The only way of getting undocumented constants defined in the module into the documentation seems to be to explicitly define:
.. py:data:: SOMECONST
It would be less surprising if :undoc-members: option to automodule sucked in undocumented constants as well.
Certainly, module global variables not having docstring is not documented even if :undoc-members:.
Wow, this issue was created in 2012. Are there any plans of making sure undocumented constants make it to the doc when using :undoc-members:
?
While six years, nobody had not tried to fix this. How about you? PR is always welcome :-)
haha! guess no one has been lazy enough to complain about having to doc their constants
On Sep 1, 2018, at 12:50 AM, Takeshi KOMIYA notifications@github.com wrote:
While six years, nobody had not tried to fix this. How about you? PR is always welcome :-)
—
You are receiving this because you commented.
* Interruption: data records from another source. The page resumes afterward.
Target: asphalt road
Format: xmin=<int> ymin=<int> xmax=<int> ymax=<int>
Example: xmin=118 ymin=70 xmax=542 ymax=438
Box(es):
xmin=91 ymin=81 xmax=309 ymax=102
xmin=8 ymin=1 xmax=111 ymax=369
Reply to this email directly, view it on GitHub, or mute the thread.
Ok @tk0miya, see #5387.
@tk0miya, do you know how I could differentiate from objects defined in the module between those imported? That was the roadblock I hit whilst implementing a solution for this ticket in #5387.
AFAIK, there are no way to investigate it. All classes and functions have __module__ attribute indicates where the object defined. But instances does not have it.
I guess our pycode module (sphinx.pycode) help it.
I'll take a look after releasing 1.8.0.
Thank you for your help.
You can work around this by adding your constants to __all__. This is tedious though.
Fixed by #6423 .
Thank you for reporting.
Reopened now. Because #6423 causes some troubles. I'll try this again in future version.